(c) Lien Buysse

Vorig jaar stierven 684 mensen in het verkeer. Iets wat ook bijna het lot was van G-wielrenner Louis Clincke (35) uit Eeklo. Samen met zijn ouders en vriendin reconstrueert hij zijn verhaal. 

26 mei 2013 werd voor Louis Clincke en zijn omgeving een ware nachtmerrie. Na een ongeval met zijn motorfiets volgde een zwaar verdict: een dubbele openbeenbreuk, complexe bekkenfracturen, een gebroken heupkom en twee dubbele openpolsbreuken. Hij had ook gescheurde darmen, een klaplong en zenuwschade. Hij lag zestien dagen in coma, met een overlevingskans van amper drie procent. Toch werd hij uiteindelijk wakker. “Het leek wel of ik aan het dromen was”, begint Clincke zijn verhaal. “Mijn bekken zat vol pinnen en een stuk darm lag uit mijn buik.”

Medische blunder met grote gevolgen

De ervaring was ook zeer heftig voor Ruth, de mama van Louis: “Ik kreeg telefoon van Louis. Er zei iemand aan de telefoon dat Louis een zwaar ongeval had gehad. Ik ben onmiddellijk vertrokken.” Onderweg naar het ongeval snelden brandweerwagens en ziekenwagens voorbij om Louis te redden. Eenmaal aangekomen legde Ruth haar zoon in haar armen. “Hij zei nog: “Mama, nu snijden ze mijn mooie trui hier gewoon kapot” en lachtte nog tegen de ambulancier dat zijn mama wel ‘een schoontje’ was. Hij relativeerde zelf wat net gebeurd was, doet Ruth haar herinnering aan het ongeval uit de doeken. Op weg naar het ziekenhuis besefte ze pas hoe ernstig de situatie echt was. 
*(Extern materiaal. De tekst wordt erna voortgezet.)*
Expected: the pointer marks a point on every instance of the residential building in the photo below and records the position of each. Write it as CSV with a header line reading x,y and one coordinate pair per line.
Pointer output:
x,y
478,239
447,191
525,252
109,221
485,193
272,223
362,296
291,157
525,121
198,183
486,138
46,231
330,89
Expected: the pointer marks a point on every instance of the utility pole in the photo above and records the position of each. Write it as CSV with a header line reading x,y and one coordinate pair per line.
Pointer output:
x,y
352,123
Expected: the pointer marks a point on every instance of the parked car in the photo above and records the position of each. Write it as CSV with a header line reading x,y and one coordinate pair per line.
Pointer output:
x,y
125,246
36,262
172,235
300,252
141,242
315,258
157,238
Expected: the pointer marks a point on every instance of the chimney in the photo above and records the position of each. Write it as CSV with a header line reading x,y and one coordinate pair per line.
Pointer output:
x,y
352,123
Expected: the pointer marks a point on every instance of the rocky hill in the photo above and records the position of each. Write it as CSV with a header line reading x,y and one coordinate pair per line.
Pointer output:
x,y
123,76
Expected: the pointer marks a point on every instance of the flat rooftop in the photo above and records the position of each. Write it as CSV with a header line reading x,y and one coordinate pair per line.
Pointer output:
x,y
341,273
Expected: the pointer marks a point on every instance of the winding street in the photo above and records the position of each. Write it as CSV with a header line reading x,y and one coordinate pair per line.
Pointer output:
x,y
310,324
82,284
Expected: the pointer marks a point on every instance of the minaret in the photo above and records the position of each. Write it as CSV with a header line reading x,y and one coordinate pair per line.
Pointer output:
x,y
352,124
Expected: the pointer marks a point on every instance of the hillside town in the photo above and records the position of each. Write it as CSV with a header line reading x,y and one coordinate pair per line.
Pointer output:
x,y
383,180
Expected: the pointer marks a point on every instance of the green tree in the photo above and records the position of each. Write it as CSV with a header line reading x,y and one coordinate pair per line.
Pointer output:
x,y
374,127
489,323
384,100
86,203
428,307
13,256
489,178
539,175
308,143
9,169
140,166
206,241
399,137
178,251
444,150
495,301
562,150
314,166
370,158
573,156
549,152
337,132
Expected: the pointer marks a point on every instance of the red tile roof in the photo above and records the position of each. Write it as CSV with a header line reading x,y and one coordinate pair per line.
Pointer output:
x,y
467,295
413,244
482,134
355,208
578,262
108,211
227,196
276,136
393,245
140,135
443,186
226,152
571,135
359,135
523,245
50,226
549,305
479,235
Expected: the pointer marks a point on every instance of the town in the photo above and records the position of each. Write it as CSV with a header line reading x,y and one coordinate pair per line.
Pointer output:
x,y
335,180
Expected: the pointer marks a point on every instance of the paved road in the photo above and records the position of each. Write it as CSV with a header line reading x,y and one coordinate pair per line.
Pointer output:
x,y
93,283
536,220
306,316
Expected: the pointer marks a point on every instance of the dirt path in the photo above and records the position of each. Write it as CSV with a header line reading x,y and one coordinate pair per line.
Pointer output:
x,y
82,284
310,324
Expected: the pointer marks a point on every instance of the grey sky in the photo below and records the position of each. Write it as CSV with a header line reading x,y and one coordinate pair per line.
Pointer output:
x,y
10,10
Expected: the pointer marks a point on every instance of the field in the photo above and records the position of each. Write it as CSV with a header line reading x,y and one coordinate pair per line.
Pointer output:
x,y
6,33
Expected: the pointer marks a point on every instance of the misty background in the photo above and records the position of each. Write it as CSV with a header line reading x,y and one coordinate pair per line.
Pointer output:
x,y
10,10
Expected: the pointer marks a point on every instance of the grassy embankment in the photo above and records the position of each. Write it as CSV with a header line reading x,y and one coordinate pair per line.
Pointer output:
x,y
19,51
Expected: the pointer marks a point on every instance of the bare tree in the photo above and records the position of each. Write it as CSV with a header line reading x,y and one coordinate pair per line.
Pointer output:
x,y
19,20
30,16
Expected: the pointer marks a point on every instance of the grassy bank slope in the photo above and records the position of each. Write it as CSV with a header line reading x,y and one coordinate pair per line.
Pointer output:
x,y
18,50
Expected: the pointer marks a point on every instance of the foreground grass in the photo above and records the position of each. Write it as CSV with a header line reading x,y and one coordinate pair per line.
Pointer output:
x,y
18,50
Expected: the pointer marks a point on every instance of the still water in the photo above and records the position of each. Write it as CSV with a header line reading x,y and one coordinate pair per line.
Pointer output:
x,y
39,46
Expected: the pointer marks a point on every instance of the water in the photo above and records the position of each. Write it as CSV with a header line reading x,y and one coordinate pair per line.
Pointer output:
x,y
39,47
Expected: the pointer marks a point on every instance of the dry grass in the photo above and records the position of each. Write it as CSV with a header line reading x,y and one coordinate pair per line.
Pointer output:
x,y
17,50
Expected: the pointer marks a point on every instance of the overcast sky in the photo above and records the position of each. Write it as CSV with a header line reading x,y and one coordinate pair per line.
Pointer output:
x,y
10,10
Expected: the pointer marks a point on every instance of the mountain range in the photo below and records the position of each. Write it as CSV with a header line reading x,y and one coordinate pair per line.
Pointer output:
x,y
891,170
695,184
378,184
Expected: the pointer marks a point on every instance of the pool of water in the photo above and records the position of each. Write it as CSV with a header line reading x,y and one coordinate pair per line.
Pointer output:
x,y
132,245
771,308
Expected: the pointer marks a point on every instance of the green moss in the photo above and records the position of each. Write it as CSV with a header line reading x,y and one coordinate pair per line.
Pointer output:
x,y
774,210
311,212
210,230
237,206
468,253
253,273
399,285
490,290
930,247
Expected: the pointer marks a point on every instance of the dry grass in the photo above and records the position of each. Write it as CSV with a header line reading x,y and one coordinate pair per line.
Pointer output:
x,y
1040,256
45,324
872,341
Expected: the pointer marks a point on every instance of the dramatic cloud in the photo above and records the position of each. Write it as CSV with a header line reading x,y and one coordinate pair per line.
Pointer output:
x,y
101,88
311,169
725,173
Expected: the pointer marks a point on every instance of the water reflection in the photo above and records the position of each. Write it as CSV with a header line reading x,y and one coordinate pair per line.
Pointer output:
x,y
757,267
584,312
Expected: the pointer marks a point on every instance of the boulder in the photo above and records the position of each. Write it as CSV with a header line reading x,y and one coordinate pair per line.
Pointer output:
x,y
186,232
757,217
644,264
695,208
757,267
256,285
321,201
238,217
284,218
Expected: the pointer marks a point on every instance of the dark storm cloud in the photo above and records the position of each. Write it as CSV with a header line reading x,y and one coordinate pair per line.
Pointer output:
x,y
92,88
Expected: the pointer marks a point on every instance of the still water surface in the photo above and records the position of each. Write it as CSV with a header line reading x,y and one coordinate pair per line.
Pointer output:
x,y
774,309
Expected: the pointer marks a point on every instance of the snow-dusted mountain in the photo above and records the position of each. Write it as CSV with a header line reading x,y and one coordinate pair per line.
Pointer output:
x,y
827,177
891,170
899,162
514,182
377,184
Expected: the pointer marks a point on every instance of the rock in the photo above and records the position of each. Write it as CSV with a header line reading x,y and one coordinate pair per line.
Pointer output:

In het AZ Alma in Eeklo, kon de familie Louis nog even spreken. “Tijdens dat gesprek vroeg hij nog of zijn CM wel betaald was en of ik tegen Ben, één van zijn beste vrienden, kon zeggen dat hij niet op de bespreking van zijn vrijgezellenavond ging zijn”, vertelt Ruth. Meteen daarna werd de Eeklonaar geopereerd. Die operatie werd het moment dat alles misliep. Waar de dokters eerst dachten dat het vooral breuken waren, was de situatie in realiteit veel ernstiger. “De dag erna kwam ik aan op de spoedafdeling. De dokters liepen rond met bloedzakjes. Eerst dachten we nog dat het niet voor Louis was, maar dat bleek wel zo te zijn.” De dokters hadden tijdens het plaatsen van een drain om de klaplong te behandelen, in de lever geprikt. Een medische blunder met grote gevolgen.

Een nieuwe uitdaging

In het UZ van Gent begon Clincke met een lange revalidatie. Na 379 dagen verliet Clincke pas het ziekenhuis. “Opeens werden de gemakkelijkste dingen, zoals een trap oplopen, een grote opdracht”, vertelt Clincke.
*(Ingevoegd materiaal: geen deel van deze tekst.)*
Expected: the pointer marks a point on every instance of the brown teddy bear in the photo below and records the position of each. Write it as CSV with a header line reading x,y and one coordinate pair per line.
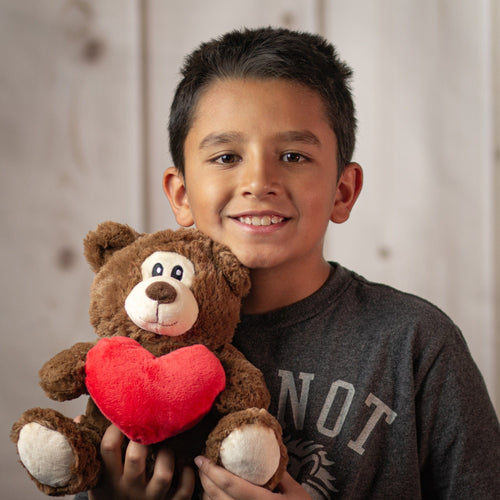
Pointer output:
x,y
167,305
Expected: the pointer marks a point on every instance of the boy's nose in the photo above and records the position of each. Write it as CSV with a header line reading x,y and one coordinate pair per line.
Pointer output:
x,y
260,178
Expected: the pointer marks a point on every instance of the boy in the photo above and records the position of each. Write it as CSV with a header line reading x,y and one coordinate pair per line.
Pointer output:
x,y
375,389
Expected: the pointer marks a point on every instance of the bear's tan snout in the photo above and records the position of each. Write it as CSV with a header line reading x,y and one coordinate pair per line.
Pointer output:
x,y
162,292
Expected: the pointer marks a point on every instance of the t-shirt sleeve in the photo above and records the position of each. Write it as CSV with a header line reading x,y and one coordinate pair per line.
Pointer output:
x,y
459,435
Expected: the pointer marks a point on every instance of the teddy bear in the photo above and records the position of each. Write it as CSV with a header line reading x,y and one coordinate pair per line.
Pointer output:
x,y
164,306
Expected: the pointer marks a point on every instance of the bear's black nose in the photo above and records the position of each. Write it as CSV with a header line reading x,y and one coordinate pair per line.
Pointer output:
x,y
162,292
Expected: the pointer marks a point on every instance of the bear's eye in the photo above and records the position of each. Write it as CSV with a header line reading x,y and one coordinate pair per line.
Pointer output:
x,y
157,269
177,272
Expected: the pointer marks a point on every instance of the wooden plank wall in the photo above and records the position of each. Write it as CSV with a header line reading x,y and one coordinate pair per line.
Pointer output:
x,y
85,88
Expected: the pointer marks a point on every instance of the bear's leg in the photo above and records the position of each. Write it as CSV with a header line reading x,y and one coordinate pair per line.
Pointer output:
x,y
248,443
60,455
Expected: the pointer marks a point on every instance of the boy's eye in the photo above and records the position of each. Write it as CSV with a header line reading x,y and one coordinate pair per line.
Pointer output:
x,y
227,158
293,157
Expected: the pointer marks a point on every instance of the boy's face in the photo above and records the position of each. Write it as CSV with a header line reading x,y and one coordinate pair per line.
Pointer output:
x,y
260,172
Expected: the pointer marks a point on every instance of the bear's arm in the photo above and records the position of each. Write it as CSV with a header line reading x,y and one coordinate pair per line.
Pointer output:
x,y
245,385
63,377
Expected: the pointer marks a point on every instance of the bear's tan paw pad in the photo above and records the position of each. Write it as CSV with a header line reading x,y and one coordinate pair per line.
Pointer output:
x,y
251,452
46,454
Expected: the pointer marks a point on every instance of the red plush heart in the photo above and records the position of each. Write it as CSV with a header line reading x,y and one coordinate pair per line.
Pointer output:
x,y
148,398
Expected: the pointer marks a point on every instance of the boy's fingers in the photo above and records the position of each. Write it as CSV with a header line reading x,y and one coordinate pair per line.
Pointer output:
x,y
163,473
289,487
111,452
185,488
219,484
134,468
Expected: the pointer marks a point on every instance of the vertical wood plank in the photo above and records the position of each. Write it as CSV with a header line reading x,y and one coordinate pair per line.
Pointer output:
x,y
424,222
69,118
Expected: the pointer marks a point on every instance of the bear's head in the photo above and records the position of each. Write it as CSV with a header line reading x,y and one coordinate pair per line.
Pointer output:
x,y
166,290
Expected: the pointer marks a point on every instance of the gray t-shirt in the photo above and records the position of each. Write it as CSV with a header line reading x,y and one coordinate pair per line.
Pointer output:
x,y
377,394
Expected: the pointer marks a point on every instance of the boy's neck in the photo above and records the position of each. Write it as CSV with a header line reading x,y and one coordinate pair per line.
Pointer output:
x,y
275,289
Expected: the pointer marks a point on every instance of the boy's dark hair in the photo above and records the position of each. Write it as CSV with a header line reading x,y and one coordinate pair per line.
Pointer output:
x,y
263,53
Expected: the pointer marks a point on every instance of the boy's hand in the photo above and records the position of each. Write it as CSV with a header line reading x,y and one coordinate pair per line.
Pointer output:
x,y
219,484
127,480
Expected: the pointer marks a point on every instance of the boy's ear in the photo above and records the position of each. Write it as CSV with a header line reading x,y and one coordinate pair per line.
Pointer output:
x,y
348,188
175,189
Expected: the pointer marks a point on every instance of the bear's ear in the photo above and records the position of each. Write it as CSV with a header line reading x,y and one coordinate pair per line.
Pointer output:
x,y
108,237
235,273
Clincke had na zijn revalidatie nood aan een nieuwe uitdaging: “Ik heb verschillende sporten uitgetest: tafel- en gewone tennis, zwemmen en lopen.” Maar door zijn ongeval was de bewegelijkheid in zijn handen niet zoals het hoorde. De verlamming in zijn rechteronderbeen maakte het zelfs onmogelijk om te lopen. Zo lukten vele sporten niet meer. Uiteindelijk besloot hij een fiets te kopen. “Die fiets is mijn redding geweest. Eindelijk kon ik weer sporten.”
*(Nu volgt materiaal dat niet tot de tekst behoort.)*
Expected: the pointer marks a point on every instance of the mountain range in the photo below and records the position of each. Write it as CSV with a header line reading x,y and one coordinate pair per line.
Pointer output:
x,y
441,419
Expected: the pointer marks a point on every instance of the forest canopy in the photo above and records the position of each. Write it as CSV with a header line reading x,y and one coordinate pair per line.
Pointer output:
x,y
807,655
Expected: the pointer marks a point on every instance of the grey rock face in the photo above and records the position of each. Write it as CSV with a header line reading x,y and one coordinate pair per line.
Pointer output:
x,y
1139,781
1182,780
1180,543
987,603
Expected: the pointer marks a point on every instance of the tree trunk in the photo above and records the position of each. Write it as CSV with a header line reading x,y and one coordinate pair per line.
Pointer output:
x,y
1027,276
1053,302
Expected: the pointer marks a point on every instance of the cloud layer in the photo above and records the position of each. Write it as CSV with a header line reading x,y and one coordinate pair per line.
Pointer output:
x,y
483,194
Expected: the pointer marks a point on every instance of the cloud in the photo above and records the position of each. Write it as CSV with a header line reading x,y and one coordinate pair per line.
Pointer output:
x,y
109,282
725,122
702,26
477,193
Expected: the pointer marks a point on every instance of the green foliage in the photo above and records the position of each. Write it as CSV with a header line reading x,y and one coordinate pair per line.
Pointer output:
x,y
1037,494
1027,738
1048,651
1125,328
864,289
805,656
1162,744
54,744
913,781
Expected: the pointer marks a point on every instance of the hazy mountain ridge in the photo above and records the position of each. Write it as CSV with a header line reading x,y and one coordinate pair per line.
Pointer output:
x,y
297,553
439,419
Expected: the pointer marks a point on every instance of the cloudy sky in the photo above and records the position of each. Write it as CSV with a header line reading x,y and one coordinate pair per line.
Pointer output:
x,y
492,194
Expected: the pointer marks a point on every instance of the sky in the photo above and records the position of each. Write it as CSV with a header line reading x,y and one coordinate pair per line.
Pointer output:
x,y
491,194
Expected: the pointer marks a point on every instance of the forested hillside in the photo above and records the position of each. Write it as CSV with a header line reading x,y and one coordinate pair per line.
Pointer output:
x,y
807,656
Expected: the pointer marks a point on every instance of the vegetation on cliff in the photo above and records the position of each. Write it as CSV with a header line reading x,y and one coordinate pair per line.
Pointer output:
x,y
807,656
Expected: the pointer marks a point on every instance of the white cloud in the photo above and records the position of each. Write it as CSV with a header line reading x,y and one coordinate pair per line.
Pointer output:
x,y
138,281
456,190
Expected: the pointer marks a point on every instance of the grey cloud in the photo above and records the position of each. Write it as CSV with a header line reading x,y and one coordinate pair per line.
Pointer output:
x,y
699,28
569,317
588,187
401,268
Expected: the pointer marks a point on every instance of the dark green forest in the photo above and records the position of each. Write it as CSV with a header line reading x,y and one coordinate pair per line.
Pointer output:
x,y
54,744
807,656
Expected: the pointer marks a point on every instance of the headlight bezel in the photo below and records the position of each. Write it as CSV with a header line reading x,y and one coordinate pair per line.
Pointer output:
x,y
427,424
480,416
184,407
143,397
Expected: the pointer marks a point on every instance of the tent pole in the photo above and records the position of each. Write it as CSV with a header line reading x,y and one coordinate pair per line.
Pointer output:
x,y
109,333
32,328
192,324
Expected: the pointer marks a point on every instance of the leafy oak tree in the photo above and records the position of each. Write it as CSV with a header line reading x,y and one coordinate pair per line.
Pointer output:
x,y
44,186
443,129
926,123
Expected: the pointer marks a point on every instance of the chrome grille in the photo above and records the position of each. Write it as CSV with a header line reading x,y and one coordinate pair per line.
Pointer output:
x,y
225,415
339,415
Clincke bleek een begenadigd wielrenner te zijn en stopte prompt met zijn werk om zich volledig te richten op een wielercarrière. Hij pakte brons op het WK in Maniage. Zijn carrière begon op stoom te komen. Maar net wanneer alles op wieltjes begon te lopen voor Clincke, sloeg het noodlot opnieuw toe. In 2019 werd hij aangereden op training. “Opnieuw in diezelfde straat met dezelfde ambulanciers.”, herinnert Clincke zich. Hij hield er een gebroken elleboog, bekkenbreuk en hersenschudding aan over. Na een nieuwe revalidatie kreeg de wielrenner zware knielast, maar hij vocht terug.

Nieuw leven

Negen maanden later beviel zijn vrouw van hun kindje. Wat de mooiste dag van zijn leven moest worden, veranderde in een helse dag. Clincke kreeg blazen op de huid. Het verdict: het Steven-Johnson syndroom, een zeldzame huidaandoening. Hij vocht maar liefst zes keer tegen het syndroom. Keer op keer wist hij het te baas. Uiteindelijk kroop hij ook weer op de fiets.

Gisteren reed Clincke het WK in Zürich in de categorie C4. Een discipline voor renners met één of meerdere amputaties. Clincke leek zelfs in staat om een top tien resultaat te noteren, maar moest uiteindelijk nog opgeven. “Door de kletsnatte omstandigheden kreeg Louis steeds meer moeite om zijn handen te gebruiken. Remmen was veel moeilijker en hij zag ook iemand overkop gaan. Uiteindelijk had hij er genoeg van”, zegt Lien, zijn vrouw. Ondanks een minder resultaat, blijft Clincke voor zijn omgeving een held.